Part of what I just said speaks back to the underlying, and not well presented idea that Tog is displaying: Are we of the acrimoniously acronymed titles allowed to practice UCD? I am, completely. I am also lucky. If there is such a problem with a feeling of relevance/influence, start showing the people you work for the success that UCD came bring.
This constant freaking out about titles is akin to a SME, or business client who, when asked what they want to accomplish on the project (scope), say, “We want a left nav and we need to use Arial to support our brand.” Name it when you are done building it.

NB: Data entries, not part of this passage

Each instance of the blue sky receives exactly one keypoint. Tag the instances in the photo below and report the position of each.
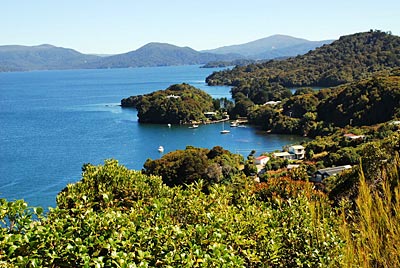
(117, 26)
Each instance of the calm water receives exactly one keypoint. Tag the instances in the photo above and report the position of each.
(52, 122)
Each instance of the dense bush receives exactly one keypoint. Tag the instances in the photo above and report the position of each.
(348, 59)
(115, 217)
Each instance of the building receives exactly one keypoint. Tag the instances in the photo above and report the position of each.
(261, 160)
(324, 173)
(283, 155)
(298, 151)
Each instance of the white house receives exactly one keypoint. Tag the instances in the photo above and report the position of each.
(261, 160)
(298, 151)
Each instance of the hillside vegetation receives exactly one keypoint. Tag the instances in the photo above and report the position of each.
(178, 104)
(348, 59)
(364, 103)
(115, 217)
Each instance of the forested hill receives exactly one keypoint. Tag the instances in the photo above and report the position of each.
(350, 58)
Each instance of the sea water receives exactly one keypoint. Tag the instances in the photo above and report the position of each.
(52, 122)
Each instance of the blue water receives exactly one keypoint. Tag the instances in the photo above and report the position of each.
(52, 122)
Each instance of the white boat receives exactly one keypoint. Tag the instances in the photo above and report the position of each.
(224, 131)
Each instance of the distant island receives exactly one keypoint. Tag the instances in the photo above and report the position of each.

How about actually defining the need for change first? How about finding out how many of us there are, and if we really feel disenfranchised?
The point is that too many are unwilling to admit the huge contextual implications of the term User. It implies the use of something. When that becomes your focus, you’ve immediately failed.
Individuals are focused on ‘doing’ something. In that endeavor, they often have to rely on ‘things’ to assist them. To go first to the ‘things’ (or have it as a central theme when you approach the ‘needs of the individual’) immediately introduces bias to the possibilities.